Foul-mouthed drinkers at a traditional pub have cut the bad language after being told to cough up money for a charity swear box.

Sick of his customers turning the air blue, Nick Hindle, licensee of The Fleece Inn in Main Street, Haworth, introduced the swear box about a year ago to collect money for charity.

Each time a customer has used bad language, they are told to make a contribution with all proceeds going towards the Yorkshire Air Ambulance and Manorlands hospice in Oxenhope.

Mr Hindle said about £1,000 had been raised in a year – and the scheme had become so successful, other pubs were planning to adopt it.

He said: “We started it up as a bit of a joke but found that it served two purposes – it has stopped the swearing for one but it also offers a friendly way to stop people being too boisterous.”

In the first three months, the pub’s bar staff collected £170 in donations.

Mr Hindle, who has run the pub for four years, added: “It has worked really well.

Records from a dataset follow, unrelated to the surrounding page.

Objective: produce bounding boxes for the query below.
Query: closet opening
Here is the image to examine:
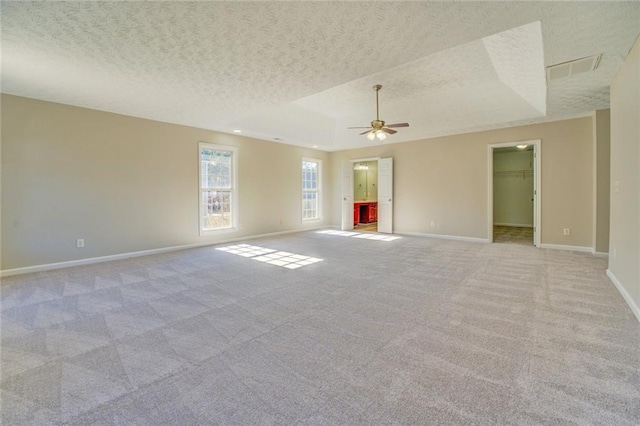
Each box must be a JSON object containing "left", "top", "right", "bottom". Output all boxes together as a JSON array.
[{"left": 488, "top": 140, "right": 541, "bottom": 247}]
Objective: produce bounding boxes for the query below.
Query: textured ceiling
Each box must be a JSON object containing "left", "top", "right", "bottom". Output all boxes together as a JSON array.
[{"left": 2, "top": 1, "right": 639, "bottom": 151}]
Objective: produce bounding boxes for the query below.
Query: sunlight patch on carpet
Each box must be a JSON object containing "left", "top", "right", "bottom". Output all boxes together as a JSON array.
[{"left": 216, "top": 244, "right": 323, "bottom": 269}]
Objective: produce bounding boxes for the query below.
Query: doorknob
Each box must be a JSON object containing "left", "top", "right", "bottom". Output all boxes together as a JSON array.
[
  {"left": 388, "top": 198, "right": 392, "bottom": 202},
  {"left": 344, "top": 197, "right": 347, "bottom": 201}
]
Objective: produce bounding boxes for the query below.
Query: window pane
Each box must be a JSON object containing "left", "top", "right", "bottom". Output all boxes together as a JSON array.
[
  {"left": 201, "top": 148, "right": 232, "bottom": 190},
  {"left": 302, "top": 191, "right": 318, "bottom": 219},
  {"left": 302, "top": 161, "right": 318, "bottom": 191},
  {"left": 202, "top": 190, "right": 232, "bottom": 230}
]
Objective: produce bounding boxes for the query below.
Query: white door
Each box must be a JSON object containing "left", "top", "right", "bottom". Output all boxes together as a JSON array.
[
  {"left": 341, "top": 160, "right": 354, "bottom": 231},
  {"left": 378, "top": 157, "right": 393, "bottom": 233},
  {"left": 532, "top": 146, "right": 538, "bottom": 246}
]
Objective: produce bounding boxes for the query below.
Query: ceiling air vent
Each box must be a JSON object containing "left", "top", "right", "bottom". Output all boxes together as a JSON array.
[{"left": 546, "top": 54, "right": 602, "bottom": 81}]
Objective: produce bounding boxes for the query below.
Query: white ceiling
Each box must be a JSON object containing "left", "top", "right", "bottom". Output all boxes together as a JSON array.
[{"left": 2, "top": 2, "right": 639, "bottom": 151}]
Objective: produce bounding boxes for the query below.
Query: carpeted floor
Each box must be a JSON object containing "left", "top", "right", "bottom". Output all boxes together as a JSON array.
[{"left": 1, "top": 230, "right": 639, "bottom": 424}]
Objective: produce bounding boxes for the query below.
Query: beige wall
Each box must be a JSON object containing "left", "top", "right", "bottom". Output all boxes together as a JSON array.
[
  {"left": 493, "top": 149, "right": 534, "bottom": 227},
  {"left": 329, "top": 117, "right": 594, "bottom": 246},
  {"left": 609, "top": 35, "right": 640, "bottom": 318},
  {"left": 594, "top": 109, "right": 611, "bottom": 253},
  {"left": 1, "top": 95, "right": 331, "bottom": 270},
  {"left": 1, "top": 93, "right": 607, "bottom": 272}
]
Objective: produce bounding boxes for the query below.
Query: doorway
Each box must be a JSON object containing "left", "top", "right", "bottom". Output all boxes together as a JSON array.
[
  {"left": 342, "top": 157, "right": 394, "bottom": 233},
  {"left": 353, "top": 161, "right": 378, "bottom": 232},
  {"left": 488, "top": 140, "right": 541, "bottom": 246}
]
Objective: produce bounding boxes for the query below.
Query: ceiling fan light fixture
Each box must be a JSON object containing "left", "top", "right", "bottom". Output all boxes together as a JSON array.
[
  {"left": 367, "top": 132, "right": 376, "bottom": 141},
  {"left": 376, "top": 131, "right": 386, "bottom": 141}
]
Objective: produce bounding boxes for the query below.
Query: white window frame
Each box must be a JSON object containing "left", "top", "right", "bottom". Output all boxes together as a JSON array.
[
  {"left": 302, "top": 157, "right": 322, "bottom": 222},
  {"left": 199, "top": 142, "right": 238, "bottom": 235}
]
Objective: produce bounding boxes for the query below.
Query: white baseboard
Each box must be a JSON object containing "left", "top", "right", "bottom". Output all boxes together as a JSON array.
[
  {"left": 606, "top": 269, "right": 640, "bottom": 323},
  {"left": 538, "top": 243, "right": 593, "bottom": 253},
  {"left": 0, "top": 227, "right": 327, "bottom": 278},
  {"left": 493, "top": 223, "right": 533, "bottom": 228},
  {"left": 402, "top": 232, "right": 490, "bottom": 243},
  {"left": 538, "top": 244, "right": 608, "bottom": 257}
]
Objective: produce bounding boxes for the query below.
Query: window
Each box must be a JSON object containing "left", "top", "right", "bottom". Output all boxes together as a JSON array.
[
  {"left": 302, "top": 158, "right": 321, "bottom": 220},
  {"left": 199, "top": 143, "right": 237, "bottom": 233}
]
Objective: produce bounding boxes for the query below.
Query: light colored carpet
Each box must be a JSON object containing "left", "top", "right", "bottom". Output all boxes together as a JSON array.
[{"left": 1, "top": 231, "right": 639, "bottom": 424}]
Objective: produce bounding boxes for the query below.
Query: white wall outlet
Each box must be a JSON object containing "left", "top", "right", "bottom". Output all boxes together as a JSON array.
[
  {"left": 430, "top": 221, "right": 436, "bottom": 228},
  {"left": 563, "top": 228, "right": 570, "bottom": 236},
  {"left": 76, "top": 238, "right": 85, "bottom": 248}
]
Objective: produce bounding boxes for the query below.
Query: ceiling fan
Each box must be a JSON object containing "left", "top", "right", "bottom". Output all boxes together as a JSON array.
[{"left": 348, "top": 84, "right": 409, "bottom": 141}]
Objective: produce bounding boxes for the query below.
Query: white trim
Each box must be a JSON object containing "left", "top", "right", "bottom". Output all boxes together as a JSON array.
[
  {"left": 487, "top": 147, "right": 493, "bottom": 243},
  {"left": 0, "top": 227, "right": 326, "bottom": 278},
  {"left": 539, "top": 243, "right": 593, "bottom": 252},
  {"left": 606, "top": 269, "right": 640, "bottom": 323},
  {"left": 488, "top": 140, "right": 539, "bottom": 149},
  {"left": 493, "top": 223, "right": 534, "bottom": 228},
  {"left": 488, "top": 139, "right": 541, "bottom": 247},
  {"left": 402, "top": 232, "right": 490, "bottom": 243},
  {"left": 538, "top": 244, "right": 609, "bottom": 256},
  {"left": 592, "top": 113, "right": 598, "bottom": 258},
  {"left": 349, "top": 156, "right": 381, "bottom": 163},
  {"left": 535, "top": 142, "right": 542, "bottom": 247}
]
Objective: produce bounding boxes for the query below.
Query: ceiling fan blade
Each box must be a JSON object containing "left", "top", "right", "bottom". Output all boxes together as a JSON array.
[
  {"left": 359, "top": 130, "right": 372, "bottom": 135},
  {"left": 348, "top": 127, "right": 372, "bottom": 129},
  {"left": 381, "top": 128, "right": 397, "bottom": 134},
  {"left": 386, "top": 123, "right": 409, "bottom": 128}
]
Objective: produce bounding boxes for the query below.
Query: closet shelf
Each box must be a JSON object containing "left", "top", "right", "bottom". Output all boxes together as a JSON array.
[{"left": 493, "top": 170, "right": 533, "bottom": 178}]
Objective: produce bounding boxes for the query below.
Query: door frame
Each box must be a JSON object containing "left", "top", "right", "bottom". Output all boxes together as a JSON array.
[
  {"left": 487, "top": 139, "right": 541, "bottom": 247},
  {"left": 342, "top": 156, "right": 381, "bottom": 231}
]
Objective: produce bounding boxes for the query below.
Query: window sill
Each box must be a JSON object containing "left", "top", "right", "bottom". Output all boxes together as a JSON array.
[
  {"left": 200, "top": 227, "right": 238, "bottom": 236},
  {"left": 302, "top": 218, "right": 322, "bottom": 223}
]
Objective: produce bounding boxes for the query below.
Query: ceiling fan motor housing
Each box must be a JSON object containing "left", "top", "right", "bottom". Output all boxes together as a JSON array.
[{"left": 370, "top": 120, "right": 385, "bottom": 130}]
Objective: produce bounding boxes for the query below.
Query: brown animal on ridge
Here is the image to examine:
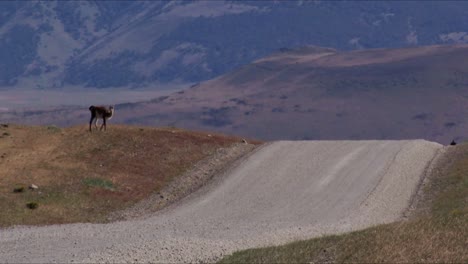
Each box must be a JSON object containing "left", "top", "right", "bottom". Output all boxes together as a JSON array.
[{"left": 89, "top": 105, "right": 114, "bottom": 132}]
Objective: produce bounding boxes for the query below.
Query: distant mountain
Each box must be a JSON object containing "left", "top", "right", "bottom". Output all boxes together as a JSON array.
[
  {"left": 4, "top": 44, "right": 468, "bottom": 144},
  {"left": 3, "top": 1, "right": 468, "bottom": 89}
]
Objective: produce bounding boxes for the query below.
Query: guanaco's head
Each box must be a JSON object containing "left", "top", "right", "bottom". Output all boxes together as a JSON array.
[{"left": 108, "top": 105, "right": 115, "bottom": 117}]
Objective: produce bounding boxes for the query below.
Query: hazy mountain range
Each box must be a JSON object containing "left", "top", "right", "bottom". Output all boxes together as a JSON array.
[{"left": 3, "top": 1, "right": 468, "bottom": 89}]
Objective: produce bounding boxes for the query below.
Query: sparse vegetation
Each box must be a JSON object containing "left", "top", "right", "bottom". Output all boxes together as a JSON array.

We have had a lot of people come in who are licensees of pubs around the country who have said they are going to introduce it as well.

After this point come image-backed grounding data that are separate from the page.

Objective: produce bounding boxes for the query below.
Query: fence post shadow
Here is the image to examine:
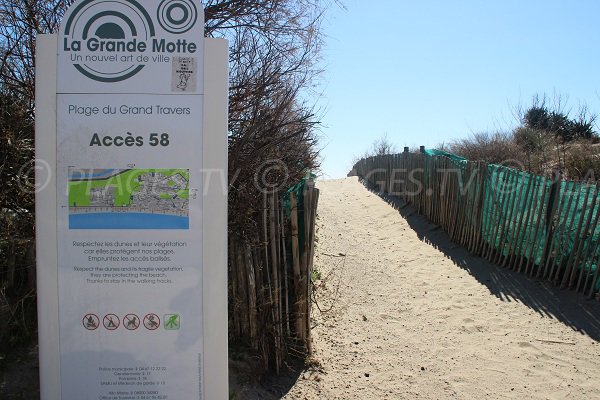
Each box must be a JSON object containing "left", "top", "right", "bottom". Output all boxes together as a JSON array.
[{"left": 359, "top": 177, "right": 600, "bottom": 342}]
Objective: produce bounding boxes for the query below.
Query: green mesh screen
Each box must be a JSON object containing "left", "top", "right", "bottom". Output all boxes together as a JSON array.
[{"left": 422, "top": 151, "right": 600, "bottom": 291}]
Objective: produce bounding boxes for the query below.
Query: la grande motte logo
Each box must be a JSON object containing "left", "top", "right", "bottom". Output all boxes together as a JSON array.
[{"left": 61, "top": 0, "right": 200, "bottom": 82}]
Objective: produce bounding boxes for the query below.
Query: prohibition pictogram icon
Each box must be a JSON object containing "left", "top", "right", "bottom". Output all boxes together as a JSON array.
[
  {"left": 83, "top": 313, "right": 99, "bottom": 330},
  {"left": 123, "top": 314, "right": 140, "bottom": 330},
  {"left": 143, "top": 313, "right": 160, "bottom": 330},
  {"left": 103, "top": 314, "right": 120, "bottom": 330}
]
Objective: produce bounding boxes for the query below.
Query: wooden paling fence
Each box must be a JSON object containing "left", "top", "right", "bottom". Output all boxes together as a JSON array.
[
  {"left": 229, "top": 179, "right": 319, "bottom": 372},
  {"left": 353, "top": 151, "right": 600, "bottom": 298}
]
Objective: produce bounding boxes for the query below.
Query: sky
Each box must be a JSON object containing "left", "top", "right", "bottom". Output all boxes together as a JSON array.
[{"left": 315, "top": 0, "right": 600, "bottom": 178}]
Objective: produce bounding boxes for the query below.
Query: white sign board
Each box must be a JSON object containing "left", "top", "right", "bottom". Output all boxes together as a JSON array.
[{"left": 35, "top": 0, "right": 228, "bottom": 398}]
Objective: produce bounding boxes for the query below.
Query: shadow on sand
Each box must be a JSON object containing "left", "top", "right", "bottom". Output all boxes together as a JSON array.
[
  {"left": 229, "top": 351, "right": 308, "bottom": 400},
  {"left": 360, "top": 179, "right": 600, "bottom": 343}
]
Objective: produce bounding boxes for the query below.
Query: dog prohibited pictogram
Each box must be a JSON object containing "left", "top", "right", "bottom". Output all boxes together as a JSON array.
[
  {"left": 103, "top": 314, "right": 120, "bottom": 330},
  {"left": 123, "top": 314, "right": 140, "bottom": 330},
  {"left": 82, "top": 314, "right": 99, "bottom": 330},
  {"left": 143, "top": 313, "right": 160, "bottom": 330}
]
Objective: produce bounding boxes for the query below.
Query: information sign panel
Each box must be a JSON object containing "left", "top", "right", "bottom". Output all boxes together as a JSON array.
[{"left": 36, "top": 1, "right": 217, "bottom": 398}]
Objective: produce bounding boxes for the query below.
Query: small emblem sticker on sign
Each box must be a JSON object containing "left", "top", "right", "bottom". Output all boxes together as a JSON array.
[{"left": 172, "top": 57, "right": 196, "bottom": 92}]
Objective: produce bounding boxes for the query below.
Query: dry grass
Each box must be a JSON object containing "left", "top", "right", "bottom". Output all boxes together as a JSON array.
[{"left": 447, "top": 130, "right": 600, "bottom": 180}]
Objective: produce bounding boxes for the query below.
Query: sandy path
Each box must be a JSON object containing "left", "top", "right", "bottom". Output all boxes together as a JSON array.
[{"left": 282, "top": 177, "right": 600, "bottom": 400}]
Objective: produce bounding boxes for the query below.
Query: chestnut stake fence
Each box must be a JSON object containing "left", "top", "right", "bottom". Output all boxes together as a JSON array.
[
  {"left": 228, "top": 179, "right": 319, "bottom": 372},
  {"left": 352, "top": 151, "right": 600, "bottom": 299}
]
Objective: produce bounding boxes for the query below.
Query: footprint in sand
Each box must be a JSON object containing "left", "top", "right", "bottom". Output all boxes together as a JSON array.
[
  {"left": 518, "top": 341, "right": 540, "bottom": 350},
  {"left": 379, "top": 314, "right": 401, "bottom": 322},
  {"left": 460, "top": 318, "right": 487, "bottom": 333}
]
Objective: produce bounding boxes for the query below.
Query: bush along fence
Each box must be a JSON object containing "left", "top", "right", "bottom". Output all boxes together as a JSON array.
[
  {"left": 228, "top": 178, "right": 319, "bottom": 372},
  {"left": 352, "top": 149, "right": 600, "bottom": 298},
  {"left": 0, "top": 237, "right": 37, "bottom": 350}
]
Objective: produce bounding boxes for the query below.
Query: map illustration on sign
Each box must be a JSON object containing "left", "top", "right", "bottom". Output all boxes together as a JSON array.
[{"left": 68, "top": 168, "right": 189, "bottom": 229}]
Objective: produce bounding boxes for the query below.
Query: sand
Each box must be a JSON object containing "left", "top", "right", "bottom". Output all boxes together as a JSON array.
[{"left": 280, "top": 177, "right": 600, "bottom": 399}]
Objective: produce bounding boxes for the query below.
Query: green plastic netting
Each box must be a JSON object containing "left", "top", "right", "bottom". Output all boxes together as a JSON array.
[
  {"left": 423, "top": 151, "right": 600, "bottom": 289},
  {"left": 283, "top": 172, "right": 316, "bottom": 252}
]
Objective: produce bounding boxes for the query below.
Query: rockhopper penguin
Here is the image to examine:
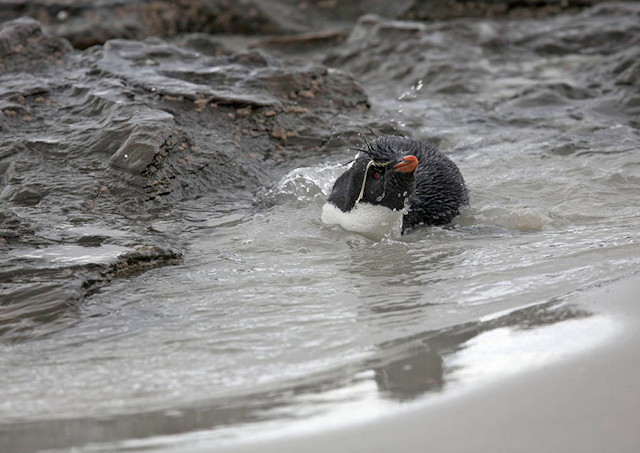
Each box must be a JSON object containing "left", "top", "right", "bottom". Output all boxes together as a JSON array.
[{"left": 322, "top": 135, "right": 468, "bottom": 236}]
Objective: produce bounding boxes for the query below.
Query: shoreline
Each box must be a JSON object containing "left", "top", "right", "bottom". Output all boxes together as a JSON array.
[{"left": 204, "top": 273, "right": 640, "bottom": 453}]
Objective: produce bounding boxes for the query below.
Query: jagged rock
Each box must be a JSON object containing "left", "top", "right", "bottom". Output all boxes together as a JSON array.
[
  {"left": 108, "top": 108, "right": 175, "bottom": 174},
  {"left": 0, "top": 16, "right": 372, "bottom": 341},
  {"left": 324, "top": 14, "right": 487, "bottom": 94},
  {"left": 0, "top": 16, "right": 71, "bottom": 72},
  {"left": 0, "top": 0, "right": 609, "bottom": 50},
  {"left": 325, "top": 2, "right": 640, "bottom": 110}
]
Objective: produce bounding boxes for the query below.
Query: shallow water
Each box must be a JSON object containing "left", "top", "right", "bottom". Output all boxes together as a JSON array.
[
  {"left": 3, "top": 5, "right": 640, "bottom": 452},
  {"left": 3, "top": 146, "right": 639, "bottom": 449}
]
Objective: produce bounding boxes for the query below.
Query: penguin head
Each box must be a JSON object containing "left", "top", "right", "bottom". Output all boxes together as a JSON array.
[
  {"left": 349, "top": 153, "right": 418, "bottom": 211},
  {"left": 327, "top": 136, "right": 419, "bottom": 213}
]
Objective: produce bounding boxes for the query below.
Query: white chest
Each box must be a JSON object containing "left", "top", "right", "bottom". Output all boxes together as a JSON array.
[{"left": 321, "top": 202, "right": 403, "bottom": 238}]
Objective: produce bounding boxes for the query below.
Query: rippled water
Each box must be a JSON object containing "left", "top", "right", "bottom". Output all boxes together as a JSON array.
[
  {"left": 3, "top": 5, "right": 640, "bottom": 452},
  {"left": 3, "top": 140, "right": 639, "bottom": 449}
]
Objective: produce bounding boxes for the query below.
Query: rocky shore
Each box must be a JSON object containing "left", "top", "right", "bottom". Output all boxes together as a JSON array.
[
  {"left": 0, "top": 1, "right": 608, "bottom": 50},
  {"left": 2, "top": 2, "right": 640, "bottom": 451},
  {"left": 1, "top": 0, "right": 638, "bottom": 344},
  {"left": 0, "top": 13, "right": 373, "bottom": 342}
]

“People put in what they want, so we’ve got buttons, foreign currency and all sorts in there but the majority of people have put money in and, as a result, we have raised just short of £1,000 – and we have far less swearing.”

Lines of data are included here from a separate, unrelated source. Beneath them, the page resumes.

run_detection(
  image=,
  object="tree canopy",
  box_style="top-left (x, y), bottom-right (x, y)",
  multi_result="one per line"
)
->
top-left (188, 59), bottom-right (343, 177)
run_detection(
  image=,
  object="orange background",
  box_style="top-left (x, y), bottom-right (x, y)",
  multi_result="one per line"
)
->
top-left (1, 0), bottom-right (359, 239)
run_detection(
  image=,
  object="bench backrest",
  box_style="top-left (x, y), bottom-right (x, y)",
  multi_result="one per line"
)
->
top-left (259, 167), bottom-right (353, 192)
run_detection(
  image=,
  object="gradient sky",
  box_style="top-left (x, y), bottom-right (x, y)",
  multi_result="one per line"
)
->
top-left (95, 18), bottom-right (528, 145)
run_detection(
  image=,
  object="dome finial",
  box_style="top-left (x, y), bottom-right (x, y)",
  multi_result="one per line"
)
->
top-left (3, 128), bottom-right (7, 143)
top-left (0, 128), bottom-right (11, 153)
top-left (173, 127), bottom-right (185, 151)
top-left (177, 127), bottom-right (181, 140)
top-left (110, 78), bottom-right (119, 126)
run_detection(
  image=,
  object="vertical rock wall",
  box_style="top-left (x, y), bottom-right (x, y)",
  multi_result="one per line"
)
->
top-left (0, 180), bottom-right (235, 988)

Punters enjoying a festive drink earlier this week were big supporters and enjoying the light-hearted gags it encouraged.

Retired Bradford College language lecturer Bob Carlisle, 61, of Haworth, said: “Yes, I’ve contributed. Less than £10, yesterday “Nick’s quick to catch people out if he hears foul language. Seriously, it’s a great idea and it’s raised a lot for Manorlands – we’re on our second collection.”

Tony Sheridan, 70, of Haworth, said: “We insist on one pound for a swear word and £3 if you mention Manchester United.’’ And regular visitor to Haworth and The Fleece from Dublin is John Gaskin who denied ever having to cough-up cash. “No, I’d never have to do that – I’m a Catholic, you know – we don’t swear,” he jested.